Tuani menekankan bahwa peradilan pidana umum seharusnya memiliki kewenangan mengadili prajurit militer jika melakukan kekerasan berbasis gender.
"Karena memang kasus-kasus kekerasan berbasis gender yang di mana pelakunya adalah prajurit TNI itu diproses di peradilan militer," ungkapnya.
Menurutnya, prajurit TNI hanya patut disidangkan di peradilan militer jika melakukan kejahatan perang atau kejahatan terhadap keamanan negara.
Namun, untuk tindak pidana seperti KDRT dan kekerasan seksual, prajurit seharusnya diproses di peradilan umum agar korban mendapatkan keadilan maksimal.
Tuani juga mengkritik pendekatan hukum yang selama ini digunakan oleh peradilan militer dalam menangani kasus kekerasan.

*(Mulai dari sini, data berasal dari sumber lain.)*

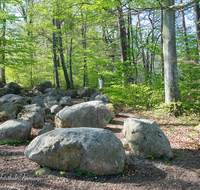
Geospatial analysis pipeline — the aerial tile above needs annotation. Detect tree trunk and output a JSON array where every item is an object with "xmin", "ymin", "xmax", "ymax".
[
  {"xmin": 53, "ymin": 18, "xmax": 60, "ymax": 89},
  {"xmin": 137, "ymin": 12, "xmax": 147, "ymax": 83},
  {"xmin": 117, "ymin": 6, "xmax": 127, "ymax": 63},
  {"xmin": 57, "ymin": 22, "xmax": 70, "ymax": 89},
  {"xmin": 69, "ymin": 37, "xmax": 74, "ymax": 88},
  {"xmin": 117, "ymin": 6, "xmax": 132, "ymax": 83},
  {"xmin": 161, "ymin": 9, "xmax": 164, "ymax": 78},
  {"xmin": 1, "ymin": 2, "xmax": 6, "ymax": 83},
  {"xmin": 180, "ymin": 0, "xmax": 190, "ymax": 57},
  {"xmin": 163, "ymin": 0, "xmax": 182, "ymax": 115},
  {"xmin": 194, "ymin": 2, "xmax": 200, "ymax": 57},
  {"xmin": 81, "ymin": 18, "xmax": 87, "ymax": 87}
]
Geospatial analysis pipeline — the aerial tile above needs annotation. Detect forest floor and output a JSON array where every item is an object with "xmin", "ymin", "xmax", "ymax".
[{"xmin": 0, "ymin": 100, "xmax": 200, "ymax": 190}]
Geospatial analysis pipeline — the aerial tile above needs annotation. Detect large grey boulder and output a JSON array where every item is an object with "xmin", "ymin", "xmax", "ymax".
[
  {"xmin": 17, "ymin": 104, "xmax": 46, "ymax": 128},
  {"xmin": 95, "ymin": 94, "xmax": 110, "ymax": 104},
  {"xmin": 25, "ymin": 128, "xmax": 126, "ymax": 175},
  {"xmin": 0, "ymin": 119, "xmax": 31, "ymax": 143},
  {"xmin": 78, "ymin": 87, "xmax": 95, "ymax": 98},
  {"xmin": 0, "ymin": 94, "xmax": 27, "ymax": 106},
  {"xmin": 0, "ymin": 103, "xmax": 24, "ymax": 121},
  {"xmin": 38, "ymin": 123, "xmax": 54, "ymax": 136},
  {"xmin": 33, "ymin": 81, "xmax": 52, "ymax": 94},
  {"xmin": 4, "ymin": 82, "xmax": 22, "ymax": 94},
  {"xmin": 124, "ymin": 117, "xmax": 174, "ymax": 159},
  {"xmin": 0, "ymin": 88, "xmax": 15, "ymax": 97},
  {"xmin": 66, "ymin": 89, "xmax": 78, "ymax": 98},
  {"xmin": 59, "ymin": 96, "xmax": 74, "ymax": 107},
  {"xmin": 55, "ymin": 101, "xmax": 111, "ymax": 128}
]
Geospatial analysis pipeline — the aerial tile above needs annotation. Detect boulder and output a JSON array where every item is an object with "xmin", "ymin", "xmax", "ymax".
[
  {"xmin": 59, "ymin": 96, "xmax": 74, "ymax": 107},
  {"xmin": 31, "ymin": 90, "xmax": 68, "ymax": 108},
  {"xmin": 90, "ymin": 91, "xmax": 100, "ymax": 101},
  {"xmin": 51, "ymin": 105, "xmax": 62, "ymax": 114},
  {"xmin": 78, "ymin": 87, "xmax": 95, "ymax": 98},
  {"xmin": 0, "ymin": 119, "xmax": 31, "ymax": 143},
  {"xmin": 95, "ymin": 94, "xmax": 110, "ymax": 104},
  {"xmin": 44, "ymin": 88, "xmax": 54, "ymax": 94},
  {"xmin": 66, "ymin": 89, "xmax": 78, "ymax": 98},
  {"xmin": 25, "ymin": 128, "xmax": 126, "ymax": 175},
  {"xmin": 33, "ymin": 81, "xmax": 52, "ymax": 94},
  {"xmin": 4, "ymin": 82, "xmax": 22, "ymax": 94},
  {"xmin": 17, "ymin": 104, "xmax": 46, "ymax": 128},
  {"xmin": 0, "ymin": 94, "xmax": 27, "ymax": 106},
  {"xmin": 0, "ymin": 103, "xmax": 24, "ymax": 121},
  {"xmin": 0, "ymin": 88, "xmax": 15, "ymax": 97},
  {"xmin": 55, "ymin": 101, "xmax": 111, "ymax": 128},
  {"xmin": 124, "ymin": 117, "xmax": 174, "ymax": 159},
  {"xmin": 33, "ymin": 89, "xmax": 43, "ymax": 96},
  {"xmin": 38, "ymin": 123, "xmax": 54, "ymax": 136},
  {"xmin": 44, "ymin": 96, "xmax": 59, "ymax": 109}
]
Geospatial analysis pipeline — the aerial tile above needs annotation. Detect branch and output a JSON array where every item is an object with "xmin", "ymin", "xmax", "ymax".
[{"xmin": 128, "ymin": 0, "xmax": 199, "ymax": 13}]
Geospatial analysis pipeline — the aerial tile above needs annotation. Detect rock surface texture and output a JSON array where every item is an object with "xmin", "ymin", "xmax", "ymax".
[
  {"xmin": 95, "ymin": 94, "xmax": 110, "ymax": 104},
  {"xmin": 0, "ymin": 88, "xmax": 15, "ymax": 97},
  {"xmin": 59, "ymin": 96, "xmax": 74, "ymax": 107},
  {"xmin": 25, "ymin": 128, "xmax": 126, "ymax": 175},
  {"xmin": 0, "ymin": 103, "xmax": 24, "ymax": 121},
  {"xmin": 0, "ymin": 94, "xmax": 27, "ymax": 105},
  {"xmin": 0, "ymin": 119, "xmax": 31, "ymax": 142},
  {"xmin": 55, "ymin": 101, "xmax": 110, "ymax": 128},
  {"xmin": 17, "ymin": 104, "xmax": 46, "ymax": 128},
  {"xmin": 38, "ymin": 123, "xmax": 54, "ymax": 136},
  {"xmin": 4, "ymin": 82, "xmax": 22, "ymax": 94},
  {"xmin": 33, "ymin": 81, "xmax": 52, "ymax": 94},
  {"xmin": 124, "ymin": 117, "xmax": 174, "ymax": 159},
  {"xmin": 78, "ymin": 87, "xmax": 95, "ymax": 98},
  {"xmin": 31, "ymin": 90, "xmax": 68, "ymax": 108}
]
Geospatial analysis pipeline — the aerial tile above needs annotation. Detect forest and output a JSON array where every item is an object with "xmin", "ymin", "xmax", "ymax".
[
  {"xmin": 1, "ymin": 1, "xmax": 200, "ymax": 189},
  {"xmin": 0, "ymin": 0, "xmax": 200, "ymax": 114}
]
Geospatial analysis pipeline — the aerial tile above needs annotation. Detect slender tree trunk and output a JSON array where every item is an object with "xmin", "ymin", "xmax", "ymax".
[
  {"xmin": 69, "ymin": 37, "xmax": 74, "ymax": 88},
  {"xmin": 161, "ymin": 9, "xmax": 164, "ymax": 78},
  {"xmin": 180, "ymin": 0, "xmax": 190, "ymax": 57},
  {"xmin": 53, "ymin": 18, "xmax": 60, "ymax": 88},
  {"xmin": 194, "ymin": 2, "xmax": 200, "ymax": 57},
  {"xmin": 127, "ymin": 6, "xmax": 131, "ymax": 63},
  {"xmin": 163, "ymin": 0, "xmax": 182, "ymax": 115},
  {"xmin": 131, "ymin": 21, "xmax": 138, "ymax": 84},
  {"xmin": 1, "ymin": 2, "xmax": 6, "ymax": 83},
  {"xmin": 82, "ymin": 16, "xmax": 87, "ymax": 87},
  {"xmin": 137, "ymin": 12, "xmax": 147, "ymax": 83},
  {"xmin": 117, "ymin": 6, "xmax": 127, "ymax": 64},
  {"xmin": 57, "ymin": 22, "xmax": 70, "ymax": 89},
  {"xmin": 149, "ymin": 10, "xmax": 155, "ymax": 73},
  {"xmin": 117, "ymin": 6, "xmax": 132, "ymax": 83}
]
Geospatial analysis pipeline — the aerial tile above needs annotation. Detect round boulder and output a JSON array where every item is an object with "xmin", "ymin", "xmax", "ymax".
[
  {"xmin": 0, "ymin": 119, "xmax": 31, "ymax": 143},
  {"xmin": 25, "ymin": 128, "xmax": 126, "ymax": 175}
]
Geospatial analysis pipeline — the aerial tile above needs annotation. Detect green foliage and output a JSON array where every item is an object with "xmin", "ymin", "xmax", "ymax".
[
  {"xmin": 147, "ymin": 155, "xmax": 154, "ymax": 160},
  {"xmin": 105, "ymin": 84, "xmax": 163, "ymax": 109},
  {"xmin": 75, "ymin": 167, "xmax": 87, "ymax": 177},
  {"xmin": 0, "ymin": 140, "xmax": 29, "ymax": 146},
  {"xmin": 35, "ymin": 170, "xmax": 41, "ymax": 175},
  {"xmin": 109, "ymin": 116, "xmax": 114, "ymax": 124}
]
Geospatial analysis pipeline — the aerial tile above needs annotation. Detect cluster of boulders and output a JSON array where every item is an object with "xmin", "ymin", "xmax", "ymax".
[{"xmin": 0, "ymin": 81, "xmax": 174, "ymax": 175}]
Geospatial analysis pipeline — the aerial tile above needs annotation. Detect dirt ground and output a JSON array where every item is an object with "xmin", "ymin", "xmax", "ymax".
[{"xmin": 0, "ymin": 103, "xmax": 200, "ymax": 190}]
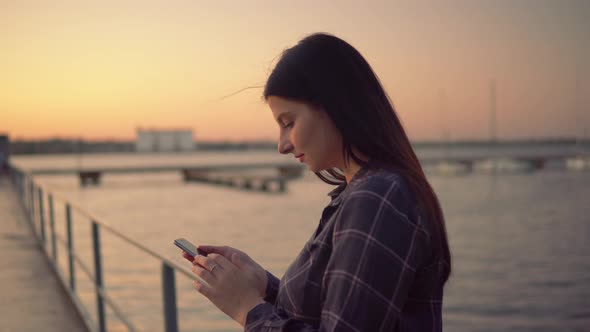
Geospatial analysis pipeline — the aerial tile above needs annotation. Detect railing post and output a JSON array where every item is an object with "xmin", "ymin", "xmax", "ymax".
[
  {"xmin": 161, "ymin": 263, "xmax": 179, "ymax": 332},
  {"xmin": 10, "ymin": 166, "xmax": 16, "ymax": 185},
  {"xmin": 26, "ymin": 179, "xmax": 30, "ymax": 214},
  {"xmin": 92, "ymin": 222, "xmax": 106, "ymax": 332},
  {"xmin": 38, "ymin": 187, "xmax": 46, "ymax": 244},
  {"xmin": 21, "ymin": 173, "xmax": 26, "ymax": 204},
  {"xmin": 17, "ymin": 171, "xmax": 23, "ymax": 203},
  {"xmin": 29, "ymin": 180, "xmax": 35, "ymax": 226},
  {"xmin": 66, "ymin": 204, "xmax": 76, "ymax": 292},
  {"xmin": 49, "ymin": 194, "xmax": 57, "ymax": 263},
  {"xmin": 19, "ymin": 172, "xmax": 23, "ymax": 199},
  {"xmin": 21, "ymin": 173, "xmax": 25, "ymax": 200},
  {"xmin": 16, "ymin": 171, "xmax": 23, "ymax": 207}
]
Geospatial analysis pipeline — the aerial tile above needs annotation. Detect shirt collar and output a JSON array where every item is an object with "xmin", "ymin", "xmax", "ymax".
[{"xmin": 326, "ymin": 165, "xmax": 375, "ymax": 206}]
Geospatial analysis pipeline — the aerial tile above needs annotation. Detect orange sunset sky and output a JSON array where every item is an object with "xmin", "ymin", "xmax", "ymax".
[{"xmin": 1, "ymin": 0, "xmax": 589, "ymax": 141}]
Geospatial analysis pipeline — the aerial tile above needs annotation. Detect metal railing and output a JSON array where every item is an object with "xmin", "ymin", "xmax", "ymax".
[{"xmin": 9, "ymin": 166, "xmax": 195, "ymax": 332}]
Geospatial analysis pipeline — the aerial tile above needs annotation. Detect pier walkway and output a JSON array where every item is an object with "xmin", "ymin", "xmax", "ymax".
[{"xmin": 0, "ymin": 175, "xmax": 87, "ymax": 332}]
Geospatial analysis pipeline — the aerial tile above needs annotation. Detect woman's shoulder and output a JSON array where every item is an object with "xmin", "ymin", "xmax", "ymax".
[
  {"xmin": 339, "ymin": 167, "xmax": 419, "ymax": 225},
  {"xmin": 347, "ymin": 168, "xmax": 414, "ymax": 206},
  {"xmin": 336, "ymin": 167, "xmax": 433, "ymax": 243}
]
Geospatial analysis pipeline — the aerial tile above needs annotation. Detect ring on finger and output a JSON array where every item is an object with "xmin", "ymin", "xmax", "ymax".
[{"xmin": 210, "ymin": 264, "xmax": 218, "ymax": 273}]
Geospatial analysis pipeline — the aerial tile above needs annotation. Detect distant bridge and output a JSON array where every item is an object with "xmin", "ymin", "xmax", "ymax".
[
  {"xmin": 419, "ymin": 154, "xmax": 577, "ymax": 165},
  {"xmin": 20, "ymin": 153, "xmax": 583, "ymax": 186},
  {"xmin": 26, "ymin": 162, "xmax": 305, "ymax": 190}
]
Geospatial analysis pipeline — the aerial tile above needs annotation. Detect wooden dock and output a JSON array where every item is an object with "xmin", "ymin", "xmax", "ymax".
[{"xmin": 0, "ymin": 175, "xmax": 88, "ymax": 332}]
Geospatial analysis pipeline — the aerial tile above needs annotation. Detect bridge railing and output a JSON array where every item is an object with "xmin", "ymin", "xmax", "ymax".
[{"xmin": 9, "ymin": 166, "xmax": 195, "ymax": 332}]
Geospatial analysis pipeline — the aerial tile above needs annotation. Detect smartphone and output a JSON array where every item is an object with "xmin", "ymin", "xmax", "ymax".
[
  {"xmin": 174, "ymin": 238, "xmax": 210, "ymax": 287},
  {"xmin": 174, "ymin": 238, "xmax": 206, "ymax": 257}
]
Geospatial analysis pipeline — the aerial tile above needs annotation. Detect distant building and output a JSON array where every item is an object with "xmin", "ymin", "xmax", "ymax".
[
  {"xmin": 135, "ymin": 128, "xmax": 195, "ymax": 153},
  {"xmin": 0, "ymin": 135, "xmax": 9, "ymax": 172}
]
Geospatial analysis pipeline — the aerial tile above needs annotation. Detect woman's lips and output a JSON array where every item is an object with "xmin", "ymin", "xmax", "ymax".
[{"xmin": 295, "ymin": 154, "xmax": 305, "ymax": 162}]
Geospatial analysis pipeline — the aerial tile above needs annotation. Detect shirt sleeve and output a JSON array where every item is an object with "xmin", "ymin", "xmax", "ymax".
[
  {"xmin": 244, "ymin": 183, "xmax": 430, "ymax": 331},
  {"xmin": 263, "ymin": 271, "xmax": 280, "ymax": 304}
]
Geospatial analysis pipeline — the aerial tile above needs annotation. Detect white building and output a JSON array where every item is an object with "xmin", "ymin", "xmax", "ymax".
[{"xmin": 135, "ymin": 128, "xmax": 195, "ymax": 152}]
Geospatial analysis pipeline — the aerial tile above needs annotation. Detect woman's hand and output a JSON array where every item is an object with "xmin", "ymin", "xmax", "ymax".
[
  {"xmin": 182, "ymin": 245, "xmax": 268, "ymax": 299},
  {"xmin": 182, "ymin": 246, "xmax": 268, "ymax": 326}
]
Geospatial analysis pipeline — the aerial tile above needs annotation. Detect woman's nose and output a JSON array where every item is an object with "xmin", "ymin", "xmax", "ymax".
[{"xmin": 277, "ymin": 137, "xmax": 293, "ymax": 155}]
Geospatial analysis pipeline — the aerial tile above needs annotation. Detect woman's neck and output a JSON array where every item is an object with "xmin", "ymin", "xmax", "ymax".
[
  {"xmin": 342, "ymin": 148, "xmax": 369, "ymax": 183},
  {"xmin": 343, "ymin": 162, "xmax": 363, "ymax": 183}
]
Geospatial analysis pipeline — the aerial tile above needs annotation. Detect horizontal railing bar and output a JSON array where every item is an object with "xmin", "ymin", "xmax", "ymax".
[
  {"xmin": 71, "ymin": 251, "xmax": 97, "ymax": 282},
  {"xmin": 55, "ymin": 234, "xmax": 192, "ymax": 284},
  {"xmin": 55, "ymin": 233, "xmax": 68, "ymax": 247},
  {"xmin": 55, "ymin": 233, "xmax": 139, "ymax": 332},
  {"xmin": 29, "ymin": 183, "xmax": 195, "ymax": 280},
  {"xmin": 71, "ymin": 249, "xmax": 139, "ymax": 331},
  {"xmin": 14, "ymin": 168, "xmax": 204, "ymax": 331},
  {"xmin": 55, "ymin": 221, "xmax": 194, "ymax": 283}
]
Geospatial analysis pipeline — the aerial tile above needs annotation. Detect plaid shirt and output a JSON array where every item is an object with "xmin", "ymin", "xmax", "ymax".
[{"xmin": 245, "ymin": 166, "xmax": 446, "ymax": 331}]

Ia menilai bahwa peradilan militer hanya menggunakan pasal-pasal dalam KUHP dan mengabaikan keberadaan Undang-Undang Tindak Pidana Kekerasan Seksual (UU TPKS).
"Dan kami melihat juga putusan-putusan itu sangat rendah. Perkosaan itu putusannya 9 bulan, 10 bulan, itu adalah pemerkosaan," katanya.
Ia menambahkan bahwa peradilan militer tidak menggunakan instrumen hukum seperti UU TPKS, Peraturan Mahkamah Agung, maupun Peraturan Kapolri, yang seharusnya dijadikan dasar dalam menjamin pemenuhan hak-hak korban.
"Mereka tidak mengenal itu. Jadi memang itu usulan kami supaya ditambahkan terkait koneksitas terkait peradilan militer dan peradilan umum itu harus dipisahkan," tegasnya.
LBH APIK mendorong agar revisi KUHAP mengatur pemisahan yurisdiksi secara tegas untuk memberikan keadilan yang setara, khususnya bagi korban kekerasan berbasis gender yang pelakunya berasal dari institusi militer.